Tuesday, April 7, 2015

Royal Botanic Gardens Melbourne

We spent the Easter Weekend in Melbourne, visiting family. One of the attractions of the city we visited was the Royal Botanic Gardens. They are free to enter and easily accessible from the city centre, especially via tram. The gardens are next to the Shrine of Remembrance, a war monument.


One of the main entrances is the Observatorium Gate, named after an old astronomical telescope.


Behind this gate on the right you will soon find the Ian Potter Childrens Garden. It features sand and a watercourse, hedge labyrinths of aromatic plants, a vegetable and herb garden, a lookout in a grove of massive bamboos, and a hidden elephant sculpture. I am told it is not usually as full as it is in the above picture; again, it was Easter.


Botanic gardens can serve a myriad of functions - education and training, research, science communication, plant conservation, recreation, and much more, and accordingly they may look very differently. The RBGM looks at first sight very much like a public park, so one feels that the recreation aspect is a big focus. Shown above is the central lake, and when we were there several weddings were taking place around it, probably because it was 4 April, an easy day to remember.

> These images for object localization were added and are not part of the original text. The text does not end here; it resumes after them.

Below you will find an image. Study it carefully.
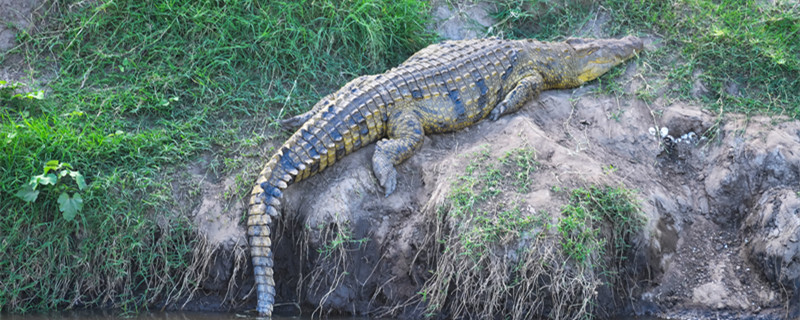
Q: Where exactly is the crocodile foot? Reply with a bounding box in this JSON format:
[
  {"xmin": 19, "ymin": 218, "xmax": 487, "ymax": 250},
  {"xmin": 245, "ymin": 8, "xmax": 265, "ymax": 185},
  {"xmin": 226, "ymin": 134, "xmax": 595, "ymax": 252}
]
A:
[
  {"xmin": 489, "ymin": 102, "xmax": 507, "ymax": 121},
  {"xmin": 376, "ymin": 166, "xmax": 397, "ymax": 197},
  {"xmin": 280, "ymin": 114, "xmax": 309, "ymax": 130},
  {"xmin": 372, "ymin": 152, "xmax": 397, "ymax": 197}
]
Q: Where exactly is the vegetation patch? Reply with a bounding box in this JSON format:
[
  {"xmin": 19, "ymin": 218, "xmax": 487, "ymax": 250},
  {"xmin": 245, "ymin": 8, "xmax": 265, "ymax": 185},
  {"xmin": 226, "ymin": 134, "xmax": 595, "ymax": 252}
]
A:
[
  {"xmin": 1, "ymin": 0, "xmax": 433, "ymax": 313},
  {"xmin": 418, "ymin": 146, "xmax": 644, "ymax": 319},
  {"xmin": 492, "ymin": 0, "xmax": 799, "ymax": 117},
  {"xmin": 304, "ymin": 220, "xmax": 371, "ymax": 316},
  {"xmin": 558, "ymin": 186, "xmax": 644, "ymax": 269}
]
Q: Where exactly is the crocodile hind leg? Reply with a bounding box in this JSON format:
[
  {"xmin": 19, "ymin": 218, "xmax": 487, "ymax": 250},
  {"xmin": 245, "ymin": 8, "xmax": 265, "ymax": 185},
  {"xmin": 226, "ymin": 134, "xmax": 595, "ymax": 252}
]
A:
[
  {"xmin": 282, "ymin": 75, "xmax": 376, "ymax": 129},
  {"xmin": 280, "ymin": 93, "xmax": 335, "ymax": 129},
  {"xmin": 489, "ymin": 73, "xmax": 544, "ymax": 121},
  {"xmin": 372, "ymin": 110, "xmax": 424, "ymax": 197}
]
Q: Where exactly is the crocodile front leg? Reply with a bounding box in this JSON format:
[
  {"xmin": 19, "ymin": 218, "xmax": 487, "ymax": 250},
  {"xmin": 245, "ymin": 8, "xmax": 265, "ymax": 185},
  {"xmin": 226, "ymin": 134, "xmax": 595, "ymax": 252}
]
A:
[
  {"xmin": 489, "ymin": 73, "xmax": 544, "ymax": 121},
  {"xmin": 372, "ymin": 110, "xmax": 423, "ymax": 197}
]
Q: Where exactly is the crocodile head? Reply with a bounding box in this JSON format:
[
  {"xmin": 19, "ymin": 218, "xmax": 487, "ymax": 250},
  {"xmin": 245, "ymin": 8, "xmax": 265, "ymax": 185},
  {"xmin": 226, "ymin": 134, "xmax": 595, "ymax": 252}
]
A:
[{"xmin": 567, "ymin": 36, "xmax": 644, "ymax": 83}]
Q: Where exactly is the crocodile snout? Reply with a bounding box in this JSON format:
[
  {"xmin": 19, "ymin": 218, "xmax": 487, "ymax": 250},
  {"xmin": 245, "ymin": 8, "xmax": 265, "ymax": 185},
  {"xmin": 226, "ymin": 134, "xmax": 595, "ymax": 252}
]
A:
[{"xmin": 568, "ymin": 36, "xmax": 644, "ymax": 83}]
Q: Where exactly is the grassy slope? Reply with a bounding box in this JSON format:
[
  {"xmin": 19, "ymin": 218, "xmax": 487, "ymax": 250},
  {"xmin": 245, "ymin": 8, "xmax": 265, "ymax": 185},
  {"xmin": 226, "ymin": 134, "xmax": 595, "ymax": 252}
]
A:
[
  {"xmin": 0, "ymin": 0, "xmax": 433, "ymax": 312},
  {"xmin": 0, "ymin": 0, "xmax": 797, "ymax": 314},
  {"xmin": 494, "ymin": 0, "xmax": 799, "ymax": 116}
]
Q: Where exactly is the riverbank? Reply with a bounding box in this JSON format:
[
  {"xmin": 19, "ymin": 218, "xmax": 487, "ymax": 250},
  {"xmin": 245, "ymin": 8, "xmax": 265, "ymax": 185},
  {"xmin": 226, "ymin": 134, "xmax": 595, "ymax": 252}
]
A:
[{"xmin": 2, "ymin": 1, "xmax": 798, "ymax": 319}]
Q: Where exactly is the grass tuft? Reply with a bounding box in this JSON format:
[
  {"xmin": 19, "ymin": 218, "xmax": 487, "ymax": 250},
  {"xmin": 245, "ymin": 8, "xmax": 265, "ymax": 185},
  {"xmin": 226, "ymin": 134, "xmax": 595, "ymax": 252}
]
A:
[
  {"xmin": 418, "ymin": 147, "xmax": 644, "ymax": 319},
  {"xmin": 558, "ymin": 185, "xmax": 644, "ymax": 266}
]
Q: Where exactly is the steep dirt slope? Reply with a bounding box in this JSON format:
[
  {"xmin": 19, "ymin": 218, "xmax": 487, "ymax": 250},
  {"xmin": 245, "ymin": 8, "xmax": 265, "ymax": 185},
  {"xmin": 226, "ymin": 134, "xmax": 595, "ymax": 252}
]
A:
[{"xmin": 240, "ymin": 60, "xmax": 799, "ymax": 318}]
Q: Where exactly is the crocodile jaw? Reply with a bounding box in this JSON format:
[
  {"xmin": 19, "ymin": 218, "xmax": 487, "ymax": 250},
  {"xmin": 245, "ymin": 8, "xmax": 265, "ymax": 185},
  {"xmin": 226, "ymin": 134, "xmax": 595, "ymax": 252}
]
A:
[{"xmin": 567, "ymin": 36, "xmax": 644, "ymax": 83}]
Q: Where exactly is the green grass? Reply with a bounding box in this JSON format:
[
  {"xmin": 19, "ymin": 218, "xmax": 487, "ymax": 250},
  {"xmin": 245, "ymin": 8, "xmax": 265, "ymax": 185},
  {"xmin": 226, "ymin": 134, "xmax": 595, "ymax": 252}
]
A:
[
  {"xmin": 422, "ymin": 147, "xmax": 644, "ymax": 319},
  {"xmin": 450, "ymin": 147, "xmax": 644, "ymax": 269},
  {"xmin": 605, "ymin": 0, "xmax": 799, "ymax": 115},
  {"xmin": 558, "ymin": 186, "xmax": 644, "ymax": 265},
  {"xmin": 493, "ymin": 0, "xmax": 799, "ymax": 116},
  {"xmin": 491, "ymin": 0, "xmax": 596, "ymax": 40},
  {"xmin": 1, "ymin": 0, "xmax": 434, "ymax": 313},
  {"xmin": 445, "ymin": 146, "xmax": 544, "ymax": 260}
]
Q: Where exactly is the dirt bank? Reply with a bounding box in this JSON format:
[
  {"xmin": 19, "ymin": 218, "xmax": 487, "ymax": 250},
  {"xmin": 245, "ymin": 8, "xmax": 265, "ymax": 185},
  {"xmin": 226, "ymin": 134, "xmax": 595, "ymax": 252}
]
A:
[
  {"xmin": 189, "ymin": 61, "xmax": 800, "ymax": 319},
  {"xmin": 136, "ymin": 3, "xmax": 800, "ymax": 319},
  {"xmin": 4, "ymin": 0, "xmax": 799, "ymax": 318}
]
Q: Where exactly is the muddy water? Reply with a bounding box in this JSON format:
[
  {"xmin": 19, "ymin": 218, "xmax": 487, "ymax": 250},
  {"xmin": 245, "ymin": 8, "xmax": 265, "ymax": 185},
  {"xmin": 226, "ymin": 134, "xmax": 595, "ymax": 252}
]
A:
[{"xmin": 0, "ymin": 311, "xmax": 667, "ymax": 320}]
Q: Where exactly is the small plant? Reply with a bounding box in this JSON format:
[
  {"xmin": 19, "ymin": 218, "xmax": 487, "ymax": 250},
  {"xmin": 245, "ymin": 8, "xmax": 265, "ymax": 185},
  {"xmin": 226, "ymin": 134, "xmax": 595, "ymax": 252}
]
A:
[
  {"xmin": 317, "ymin": 222, "xmax": 370, "ymax": 259},
  {"xmin": 603, "ymin": 164, "xmax": 617, "ymax": 175},
  {"xmin": 440, "ymin": 147, "xmax": 547, "ymax": 261},
  {"xmin": 558, "ymin": 186, "xmax": 644, "ymax": 266},
  {"xmin": 0, "ymin": 80, "xmax": 44, "ymax": 102},
  {"xmin": 500, "ymin": 147, "xmax": 537, "ymax": 193},
  {"xmin": 16, "ymin": 160, "xmax": 88, "ymax": 221},
  {"xmin": 558, "ymin": 203, "xmax": 604, "ymax": 263}
]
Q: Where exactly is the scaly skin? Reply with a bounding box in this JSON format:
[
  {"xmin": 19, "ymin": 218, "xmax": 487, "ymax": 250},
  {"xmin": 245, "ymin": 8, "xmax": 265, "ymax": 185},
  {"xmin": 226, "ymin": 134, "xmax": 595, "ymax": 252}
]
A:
[{"xmin": 247, "ymin": 36, "xmax": 643, "ymax": 317}]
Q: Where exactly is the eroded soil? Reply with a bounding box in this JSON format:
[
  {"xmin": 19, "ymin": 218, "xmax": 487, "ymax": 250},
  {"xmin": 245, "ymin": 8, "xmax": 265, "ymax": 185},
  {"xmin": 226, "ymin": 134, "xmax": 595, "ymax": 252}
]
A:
[{"xmin": 248, "ymin": 73, "xmax": 799, "ymax": 319}]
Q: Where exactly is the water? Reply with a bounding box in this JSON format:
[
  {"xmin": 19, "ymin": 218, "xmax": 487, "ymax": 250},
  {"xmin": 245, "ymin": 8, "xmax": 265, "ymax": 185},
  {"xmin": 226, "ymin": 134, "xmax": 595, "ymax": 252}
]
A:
[
  {"xmin": 0, "ymin": 311, "xmax": 354, "ymax": 320},
  {"xmin": 0, "ymin": 311, "xmax": 667, "ymax": 320}
]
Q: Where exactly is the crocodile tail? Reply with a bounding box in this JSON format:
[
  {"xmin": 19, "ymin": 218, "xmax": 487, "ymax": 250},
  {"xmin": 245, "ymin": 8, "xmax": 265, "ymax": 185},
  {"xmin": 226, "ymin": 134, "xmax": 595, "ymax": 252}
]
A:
[
  {"xmin": 247, "ymin": 88, "xmax": 387, "ymax": 316},
  {"xmin": 247, "ymin": 155, "xmax": 290, "ymax": 317},
  {"xmin": 247, "ymin": 125, "xmax": 326, "ymax": 317}
]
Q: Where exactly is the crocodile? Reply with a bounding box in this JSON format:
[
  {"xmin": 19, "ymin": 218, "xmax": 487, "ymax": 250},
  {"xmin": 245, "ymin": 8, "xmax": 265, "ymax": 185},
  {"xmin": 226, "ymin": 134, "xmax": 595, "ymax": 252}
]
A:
[{"xmin": 246, "ymin": 36, "xmax": 643, "ymax": 317}]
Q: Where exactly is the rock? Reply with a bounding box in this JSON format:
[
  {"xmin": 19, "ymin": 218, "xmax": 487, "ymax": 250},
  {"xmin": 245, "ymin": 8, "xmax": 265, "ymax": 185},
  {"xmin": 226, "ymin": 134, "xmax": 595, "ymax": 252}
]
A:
[
  {"xmin": 659, "ymin": 106, "xmax": 713, "ymax": 139},
  {"xmin": 430, "ymin": 0, "xmax": 495, "ymax": 40},
  {"xmin": 743, "ymin": 188, "xmax": 800, "ymax": 296},
  {"xmin": 690, "ymin": 69, "xmax": 709, "ymax": 99}
]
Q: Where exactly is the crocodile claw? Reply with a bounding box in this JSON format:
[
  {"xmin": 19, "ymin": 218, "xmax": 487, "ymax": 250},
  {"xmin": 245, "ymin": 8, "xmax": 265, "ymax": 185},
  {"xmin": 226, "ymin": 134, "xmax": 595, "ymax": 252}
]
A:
[
  {"xmin": 489, "ymin": 103, "xmax": 506, "ymax": 121},
  {"xmin": 376, "ymin": 166, "xmax": 397, "ymax": 197},
  {"xmin": 280, "ymin": 115, "xmax": 308, "ymax": 130}
]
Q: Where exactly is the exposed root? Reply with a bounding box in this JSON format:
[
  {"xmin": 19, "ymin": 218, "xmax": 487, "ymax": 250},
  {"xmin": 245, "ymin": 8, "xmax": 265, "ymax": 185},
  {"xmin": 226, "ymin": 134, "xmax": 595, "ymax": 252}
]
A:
[
  {"xmin": 295, "ymin": 218, "xmax": 368, "ymax": 318},
  {"xmin": 417, "ymin": 206, "xmax": 603, "ymax": 320},
  {"xmin": 408, "ymin": 148, "xmax": 643, "ymax": 319}
]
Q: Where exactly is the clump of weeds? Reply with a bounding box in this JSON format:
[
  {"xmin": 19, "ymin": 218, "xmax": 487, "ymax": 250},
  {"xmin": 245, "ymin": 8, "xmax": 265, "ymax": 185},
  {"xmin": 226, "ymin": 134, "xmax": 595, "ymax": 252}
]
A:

However, there were also science communication activities going on; we came past a big stall presenting different wooden plant fruits, ethnobotanical information, and photographs of the Amorphophallus that was unfortunately just past flowering. And of course the RBGM are also one of Australia's top botanical research institutions and feature one of the largest herbaria on the continent. I have yet to visit it, because so far I have only made it to Melbourne for a conference or on public holidays...


Finally, this is what I find particularly fascinating about the vistas of the RBGM: The city centre of Melbourne is so close that one will often see the towering skyline directly behind an open park landscape. It looks downright photoshopped sometimes, like one of those surreal SF book covers where a futuristic city sits directly in the middle of wilderness.